No Brasil urbano, a TV em cores
rapidamente transformou aparelhos em preto-e-branco em auxiliares, dedicados a espaços e horários específicos. Pesquisa em uma
favela paulistana, realizada em
1997, revelou que quase 90% dos
domicílios possuíam pelo menos
um aparelho de TV em cores, em
geral situado na sala de estar, local
nobre da casa.
Bares, cabeleireiros e os inúmeros outros pequenos estabelecimentos comerciais de propriedade de moradores possuíam aparelhos em preto-e-branco.

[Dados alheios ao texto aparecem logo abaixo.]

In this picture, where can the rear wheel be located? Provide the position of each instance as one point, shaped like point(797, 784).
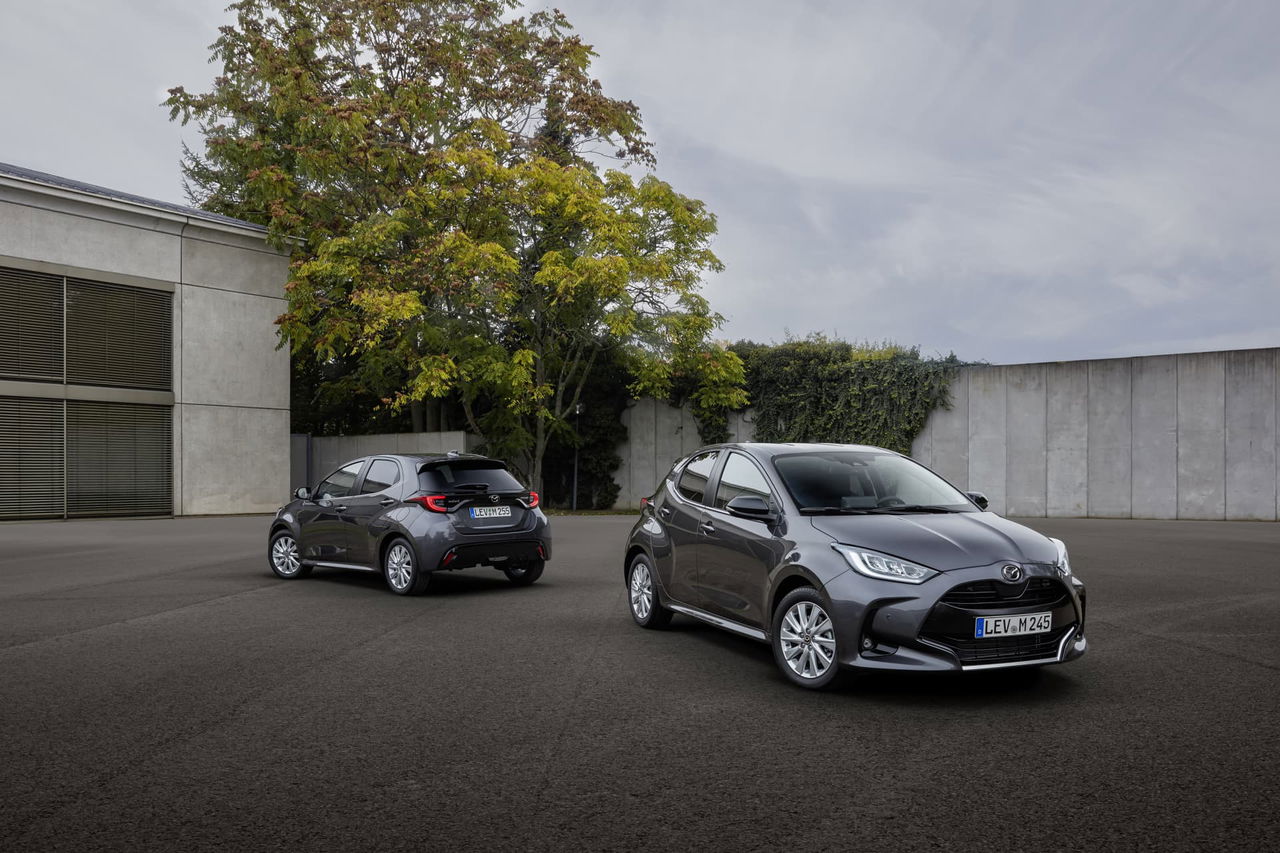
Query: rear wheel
point(525, 573)
point(284, 557)
point(804, 639)
point(400, 568)
point(643, 596)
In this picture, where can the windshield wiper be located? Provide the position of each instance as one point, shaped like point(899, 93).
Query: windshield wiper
point(833, 510)
point(913, 507)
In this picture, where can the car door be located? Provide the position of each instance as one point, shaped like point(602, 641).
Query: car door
point(321, 524)
point(681, 512)
point(736, 555)
point(376, 492)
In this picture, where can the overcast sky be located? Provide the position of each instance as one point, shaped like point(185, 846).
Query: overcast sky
point(1008, 181)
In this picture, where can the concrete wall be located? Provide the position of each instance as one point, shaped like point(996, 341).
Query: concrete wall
point(1161, 437)
point(232, 400)
point(329, 454)
point(231, 391)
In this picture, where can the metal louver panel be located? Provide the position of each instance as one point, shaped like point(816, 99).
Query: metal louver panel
point(31, 324)
point(118, 336)
point(31, 457)
point(119, 459)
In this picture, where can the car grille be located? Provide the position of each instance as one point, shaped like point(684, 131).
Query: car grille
point(1036, 592)
point(1005, 649)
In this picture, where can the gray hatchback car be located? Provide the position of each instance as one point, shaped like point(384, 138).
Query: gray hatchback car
point(410, 516)
point(844, 556)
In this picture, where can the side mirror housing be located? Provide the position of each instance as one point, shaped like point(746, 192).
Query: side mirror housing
point(750, 506)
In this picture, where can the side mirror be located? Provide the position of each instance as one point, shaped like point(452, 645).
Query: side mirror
point(750, 506)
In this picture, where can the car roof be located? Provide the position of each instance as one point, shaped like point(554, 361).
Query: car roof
point(768, 450)
point(428, 457)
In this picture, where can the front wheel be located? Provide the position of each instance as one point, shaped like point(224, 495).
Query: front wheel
point(804, 639)
point(400, 568)
point(525, 573)
point(284, 557)
point(643, 594)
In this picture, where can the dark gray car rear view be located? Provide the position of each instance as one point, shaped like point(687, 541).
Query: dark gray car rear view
point(850, 557)
point(410, 516)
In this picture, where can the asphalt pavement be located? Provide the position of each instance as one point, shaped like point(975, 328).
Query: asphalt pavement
point(161, 690)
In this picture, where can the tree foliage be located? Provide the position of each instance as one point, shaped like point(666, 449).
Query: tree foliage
point(435, 165)
point(818, 389)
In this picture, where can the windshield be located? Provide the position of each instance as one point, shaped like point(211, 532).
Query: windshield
point(865, 480)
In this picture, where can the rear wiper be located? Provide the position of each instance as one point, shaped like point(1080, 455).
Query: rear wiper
point(913, 507)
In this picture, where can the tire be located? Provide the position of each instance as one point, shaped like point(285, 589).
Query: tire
point(643, 596)
point(525, 573)
point(804, 639)
point(284, 557)
point(401, 570)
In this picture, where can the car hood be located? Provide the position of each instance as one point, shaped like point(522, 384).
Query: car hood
point(944, 541)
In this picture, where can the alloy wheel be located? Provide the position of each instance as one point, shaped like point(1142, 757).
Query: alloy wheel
point(808, 639)
point(284, 556)
point(400, 566)
point(641, 592)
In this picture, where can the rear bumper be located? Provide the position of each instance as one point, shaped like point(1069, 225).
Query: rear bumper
point(494, 553)
point(883, 625)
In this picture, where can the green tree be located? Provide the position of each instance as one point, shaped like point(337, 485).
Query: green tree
point(818, 389)
point(434, 164)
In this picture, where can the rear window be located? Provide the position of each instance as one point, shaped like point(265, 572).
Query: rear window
point(448, 477)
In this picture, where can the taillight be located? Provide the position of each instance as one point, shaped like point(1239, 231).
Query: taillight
point(433, 502)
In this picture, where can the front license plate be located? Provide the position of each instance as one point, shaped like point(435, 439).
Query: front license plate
point(1011, 625)
point(490, 512)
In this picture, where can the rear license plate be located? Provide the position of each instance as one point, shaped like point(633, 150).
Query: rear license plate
point(986, 626)
point(490, 512)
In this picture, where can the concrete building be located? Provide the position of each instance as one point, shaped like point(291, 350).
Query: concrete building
point(138, 361)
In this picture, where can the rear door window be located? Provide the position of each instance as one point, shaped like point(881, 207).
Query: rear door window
point(693, 479)
point(339, 483)
point(740, 477)
point(467, 477)
point(383, 474)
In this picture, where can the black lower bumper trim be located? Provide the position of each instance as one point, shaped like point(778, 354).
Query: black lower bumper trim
point(493, 553)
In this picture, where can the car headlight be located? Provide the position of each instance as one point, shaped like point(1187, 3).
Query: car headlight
point(882, 566)
point(1064, 564)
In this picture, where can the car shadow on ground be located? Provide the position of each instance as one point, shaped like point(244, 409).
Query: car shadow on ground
point(1016, 685)
point(443, 583)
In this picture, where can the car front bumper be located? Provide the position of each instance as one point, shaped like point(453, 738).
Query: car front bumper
point(886, 625)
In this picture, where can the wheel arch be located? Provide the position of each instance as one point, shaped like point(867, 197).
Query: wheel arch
point(796, 578)
point(632, 552)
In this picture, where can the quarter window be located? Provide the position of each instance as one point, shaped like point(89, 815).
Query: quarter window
point(339, 483)
point(740, 477)
point(382, 474)
point(693, 479)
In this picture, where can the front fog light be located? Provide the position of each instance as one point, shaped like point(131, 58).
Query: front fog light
point(882, 566)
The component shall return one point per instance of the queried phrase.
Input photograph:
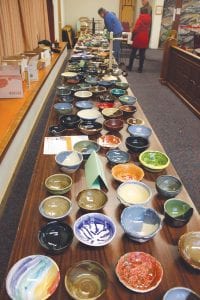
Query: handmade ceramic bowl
(189, 248)
(168, 186)
(109, 141)
(94, 229)
(86, 279)
(177, 212)
(91, 199)
(130, 100)
(55, 236)
(136, 143)
(140, 130)
(70, 121)
(116, 156)
(25, 271)
(86, 148)
(180, 293)
(154, 161)
(69, 161)
(142, 267)
(113, 124)
(55, 207)
(133, 192)
(58, 184)
(139, 223)
(127, 172)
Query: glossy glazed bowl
(139, 223)
(94, 229)
(168, 186)
(86, 148)
(55, 207)
(134, 192)
(177, 212)
(154, 161)
(25, 271)
(136, 144)
(58, 184)
(146, 271)
(69, 161)
(86, 279)
(55, 236)
(189, 248)
(91, 199)
(127, 172)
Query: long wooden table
(163, 246)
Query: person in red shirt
(140, 38)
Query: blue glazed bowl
(94, 229)
(140, 223)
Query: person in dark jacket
(112, 24)
(140, 38)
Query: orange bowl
(125, 172)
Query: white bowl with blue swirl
(94, 229)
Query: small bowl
(91, 199)
(189, 248)
(116, 156)
(177, 212)
(130, 100)
(154, 161)
(139, 223)
(58, 184)
(69, 161)
(87, 279)
(180, 293)
(141, 266)
(168, 186)
(109, 141)
(55, 236)
(127, 172)
(94, 229)
(133, 192)
(55, 207)
(113, 124)
(136, 144)
(86, 148)
(140, 131)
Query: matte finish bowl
(127, 172)
(58, 184)
(94, 229)
(55, 207)
(168, 186)
(91, 199)
(139, 223)
(177, 212)
(55, 236)
(136, 144)
(86, 279)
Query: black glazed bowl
(136, 144)
(55, 236)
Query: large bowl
(134, 192)
(177, 212)
(127, 172)
(168, 186)
(92, 199)
(55, 236)
(55, 207)
(33, 277)
(94, 229)
(139, 272)
(58, 184)
(139, 223)
(86, 279)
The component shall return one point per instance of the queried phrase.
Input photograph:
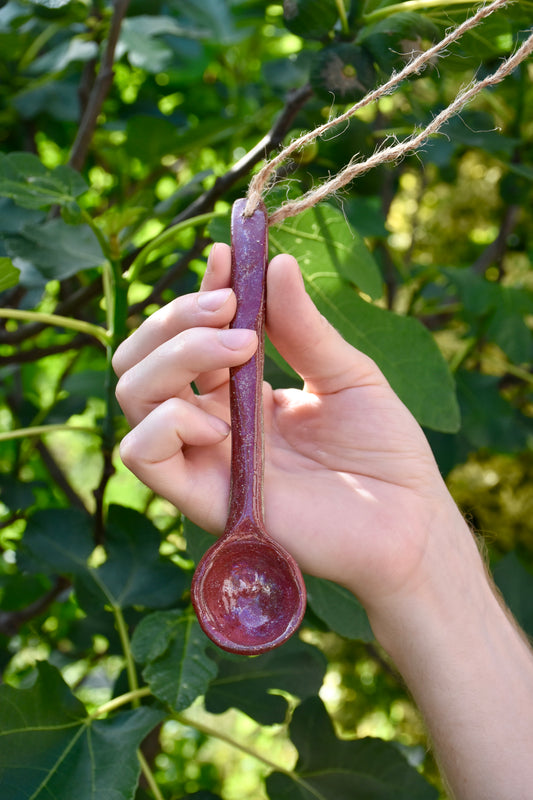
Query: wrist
(450, 581)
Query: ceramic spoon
(248, 591)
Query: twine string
(261, 181)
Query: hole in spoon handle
(249, 255)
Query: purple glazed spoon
(248, 592)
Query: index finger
(213, 306)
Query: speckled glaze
(247, 591)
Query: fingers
(155, 451)
(214, 306)
(218, 270)
(174, 365)
(306, 340)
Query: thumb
(305, 338)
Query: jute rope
(393, 153)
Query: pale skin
(353, 492)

Fora dos bairros populares, as
cozinhas de mansões e casas de
classe média alta já possuem aparelhos coloridos para "distrair" os
empregados.
Aparelhos em preto-e-branco
de TV portátil permitem que o
enorme exército de guardas e
porteiros, instalados em guaritas
ou balcões de recepção, se mantenham informados sobre os resultados de torneios esportivos, o andamento das novelas, a situação
do trânsito, a previsão do tempo
etc. Um pouco como o radinho de
pilha, esses inúmeros portáteis
em preto-e-branco constituem
uma rede diversificada de alto -e
raro- poder de penetração nacional.
Essa rede, em cores, em preto-e-branco, de aparelhos grandes, pequenos, com som estéreo ou mono, instalados em casa ou no trabalho, pode estar prestes a ganhar
conexão com o universo virtual
da internet.
Diante de tantas possibilidades
faltam conteúdos que valham a
pena. Não há como justificar que
engenhoca com tal potencial de
conectar milhares de pessoas, nas
mais diversas regiões e classes sociais, permaneça relegada a modelos de produção ultrapassados.